“I can assure you; we will not stop,” was the message from victorious rapporteurs in European Parliament following a vote to adopt a report on protecting journalists against SLAPP across all 27 member states.
Recognition of the abusive nature of Strategic Lawsuits Against Public Participation (SLAPP) has increased in recent years after it emerged that Daphne Caruana Galizia had more than 40 vexatious defamation suits pending against her at the time of her 2017 assassination.
Since then, momentum has grown at the EU level, with the European Commission and now Parliament calling for change.
The report, co-authored by Maltese MEP Roberta Metsola and German MEP Tiemo Wolken, was adopted with 444 votes in favour, 48 against, and 75 abstentions.
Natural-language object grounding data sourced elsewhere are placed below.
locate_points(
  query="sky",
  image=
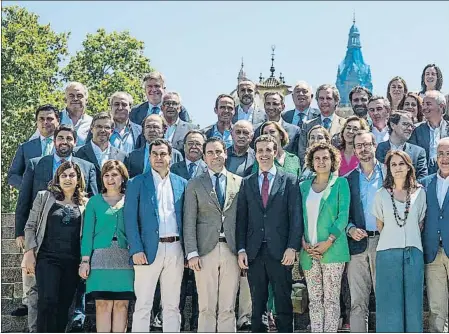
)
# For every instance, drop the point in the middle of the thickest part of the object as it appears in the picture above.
(198, 46)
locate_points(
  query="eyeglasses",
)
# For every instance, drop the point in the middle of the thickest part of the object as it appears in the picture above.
(365, 145)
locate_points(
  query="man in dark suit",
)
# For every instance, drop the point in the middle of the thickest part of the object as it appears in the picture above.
(363, 236)
(154, 224)
(274, 105)
(435, 239)
(302, 98)
(138, 161)
(176, 127)
(191, 167)
(269, 230)
(39, 172)
(401, 126)
(225, 111)
(427, 134)
(246, 110)
(154, 85)
(47, 120)
(99, 149)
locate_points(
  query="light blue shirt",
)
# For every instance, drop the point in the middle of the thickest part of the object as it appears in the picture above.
(368, 189)
(226, 136)
(123, 142)
(57, 162)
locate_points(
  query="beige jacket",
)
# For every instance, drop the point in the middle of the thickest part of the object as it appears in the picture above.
(37, 220)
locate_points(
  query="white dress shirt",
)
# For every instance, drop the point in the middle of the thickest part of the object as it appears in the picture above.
(168, 226)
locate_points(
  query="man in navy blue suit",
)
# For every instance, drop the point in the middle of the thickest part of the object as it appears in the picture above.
(153, 224)
(435, 238)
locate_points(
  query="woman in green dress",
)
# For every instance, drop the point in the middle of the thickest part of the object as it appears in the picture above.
(104, 251)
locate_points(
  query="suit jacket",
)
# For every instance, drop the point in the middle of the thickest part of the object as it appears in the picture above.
(139, 112)
(436, 223)
(280, 223)
(289, 114)
(336, 126)
(142, 214)
(258, 116)
(332, 219)
(26, 151)
(180, 168)
(203, 216)
(181, 130)
(38, 173)
(134, 162)
(36, 224)
(416, 153)
(421, 137)
(86, 152)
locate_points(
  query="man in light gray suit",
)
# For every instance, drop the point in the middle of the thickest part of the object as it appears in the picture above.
(176, 128)
(209, 239)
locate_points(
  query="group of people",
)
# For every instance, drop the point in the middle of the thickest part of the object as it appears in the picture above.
(137, 204)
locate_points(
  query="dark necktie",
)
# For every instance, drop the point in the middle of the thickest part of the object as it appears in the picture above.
(327, 123)
(265, 188)
(218, 190)
(192, 168)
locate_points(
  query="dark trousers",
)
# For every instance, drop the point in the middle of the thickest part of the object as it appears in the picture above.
(262, 271)
(56, 282)
(188, 287)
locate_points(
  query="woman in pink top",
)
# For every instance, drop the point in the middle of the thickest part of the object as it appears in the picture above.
(348, 159)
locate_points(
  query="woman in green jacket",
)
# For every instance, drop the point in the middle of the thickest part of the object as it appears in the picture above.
(325, 246)
(104, 251)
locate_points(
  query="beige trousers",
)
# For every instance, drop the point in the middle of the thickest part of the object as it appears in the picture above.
(167, 267)
(217, 283)
(245, 306)
(437, 275)
(361, 277)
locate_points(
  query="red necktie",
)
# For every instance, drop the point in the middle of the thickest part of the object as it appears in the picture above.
(265, 188)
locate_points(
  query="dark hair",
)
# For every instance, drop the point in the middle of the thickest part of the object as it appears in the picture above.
(397, 78)
(55, 188)
(335, 155)
(120, 167)
(284, 135)
(419, 115)
(194, 131)
(359, 89)
(158, 142)
(439, 82)
(363, 126)
(221, 96)
(102, 115)
(47, 107)
(395, 117)
(65, 127)
(410, 182)
(213, 140)
(266, 139)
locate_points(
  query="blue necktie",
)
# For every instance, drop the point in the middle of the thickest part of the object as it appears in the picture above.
(192, 168)
(218, 190)
(327, 123)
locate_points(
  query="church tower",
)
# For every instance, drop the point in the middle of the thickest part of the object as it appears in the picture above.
(353, 71)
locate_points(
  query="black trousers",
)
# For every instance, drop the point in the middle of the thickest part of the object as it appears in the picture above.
(263, 270)
(56, 280)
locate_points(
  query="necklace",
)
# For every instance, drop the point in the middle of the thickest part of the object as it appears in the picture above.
(401, 221)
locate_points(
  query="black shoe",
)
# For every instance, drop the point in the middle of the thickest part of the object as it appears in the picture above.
(21, 311)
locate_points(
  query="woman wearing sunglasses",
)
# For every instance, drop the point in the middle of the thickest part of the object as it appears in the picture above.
(52, 245)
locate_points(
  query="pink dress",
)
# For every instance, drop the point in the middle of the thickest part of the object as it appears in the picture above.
(346, 167)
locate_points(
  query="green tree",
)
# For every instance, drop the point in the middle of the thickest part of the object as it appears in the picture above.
(31, 53)
(109, 62)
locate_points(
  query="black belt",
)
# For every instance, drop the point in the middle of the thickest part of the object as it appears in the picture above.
(169, 239)
(372, 234)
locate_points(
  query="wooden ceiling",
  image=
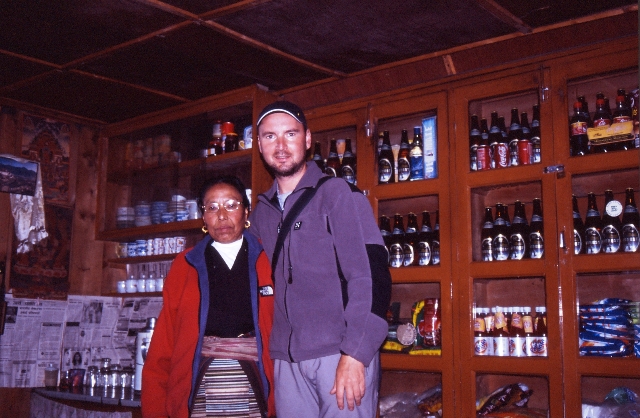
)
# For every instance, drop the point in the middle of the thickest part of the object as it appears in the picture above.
(106, 61)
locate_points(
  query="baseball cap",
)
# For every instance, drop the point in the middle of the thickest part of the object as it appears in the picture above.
(283, 106)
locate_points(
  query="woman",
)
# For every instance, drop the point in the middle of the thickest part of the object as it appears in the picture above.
(215, 294)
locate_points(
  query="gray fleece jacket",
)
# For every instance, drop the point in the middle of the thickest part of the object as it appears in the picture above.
(332, 283)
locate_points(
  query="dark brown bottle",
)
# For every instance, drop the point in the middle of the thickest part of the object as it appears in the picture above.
(592, 227)
(332, 167)
(500, 244)
(515, 135)
(474, 141)
(486, 235)
(535, 134)
(519, 234)
(424, 240)
(348, 164)
(410, 245)
(404, 164)
(578, 229)
(578, 131)
(483, 152)
(386, 166)
(611, 225)
(317, 155)
(630, 223)
(536, 231)
(396, 249)
(525, 147)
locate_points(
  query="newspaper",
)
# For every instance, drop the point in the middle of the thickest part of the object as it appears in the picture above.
(75, 333)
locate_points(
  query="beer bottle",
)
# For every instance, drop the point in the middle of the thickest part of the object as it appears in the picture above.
(515, 135)
(348, 165)
(578, 131)
(578, 229)
(386, 165)
(410, 241)
(424, 240)
(519, 234)
(474, 141)
(630, 223)
(480, 335)
(517, 335)
(501, 148)
(483, 152)
(317, 155)
(435, 241)
(487, 235)
(536, 231)
(538, 346)
(404, 164)
(592, 226)
(500, 334)
(611, 225)
(535, 133)
(415, 155)
(396, 247)
(525, 148)
(333, 161)
(500, 244)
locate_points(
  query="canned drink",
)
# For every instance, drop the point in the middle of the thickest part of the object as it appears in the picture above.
(525, 151)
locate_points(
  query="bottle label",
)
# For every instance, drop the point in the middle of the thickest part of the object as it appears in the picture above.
(435, 253)
(501, 155)
(518, 346)
(513, 152)
(385, 170)
(577, 242)
(630, 238)
(593, 240)
(417, 167)
(517, 247)
(396, 255)
(408, 254)
(348, 174)
(536, 245)
(487, 254)
(578, 128)
(501, 346)
(404, 169)
(500, 247)
(424, 253)
(481, 346)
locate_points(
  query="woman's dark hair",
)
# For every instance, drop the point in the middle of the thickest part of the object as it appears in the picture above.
(231, 181)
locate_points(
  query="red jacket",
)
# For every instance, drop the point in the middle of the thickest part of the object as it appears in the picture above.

This means most EU lawmakers support its findings and recommendations, including the creation of a directive to protect journalists.
When asked by The Shift if today’s result was indicative of the strength needed to ensure member states adhere to potential new laws, Metsola said it was.
“The real challenge now is to get the Commission and Council on board. I can assure you the parliament will not stop; we are strong enough to put that pressure on the Commission. Yes, we need political will and political pressure, we have done it before, we will do it again,” she said.
The report, now adopted by Parliament, will be used to pressure the Commission into adopting an EU-wide directive that must be transposed into member state law.
On 4 October, the Commission launched a public consultation that will feed into an initiative to tackle abusive lawsuits, and in 2022, they are expected to present the Media Freedom Act to safeguard independence and media pluralism.
When asked by The Shift what would happen if a member state refuses to enact anti-SLAPP legislation at a national level, Wolken said various mechanisms could be utilised.
“If they do not apply EU primary or secondary law, they can be sued by the Commission. If member states do not apply it, the EU can force them to apply it,” he said.
Metsola explained to The Shift that Parliament has been calling for anti-SLAPP legislation since 2017.
“Today’s overwhelming vote sums up months of hard work to reach a common position as all the major groups constructively engaged in the process. Through the strong majority in favour of the report, the European Parliament has sent a strong and clear message on how Europe could truly become a safe space for journalists to be able to do their job,” she said.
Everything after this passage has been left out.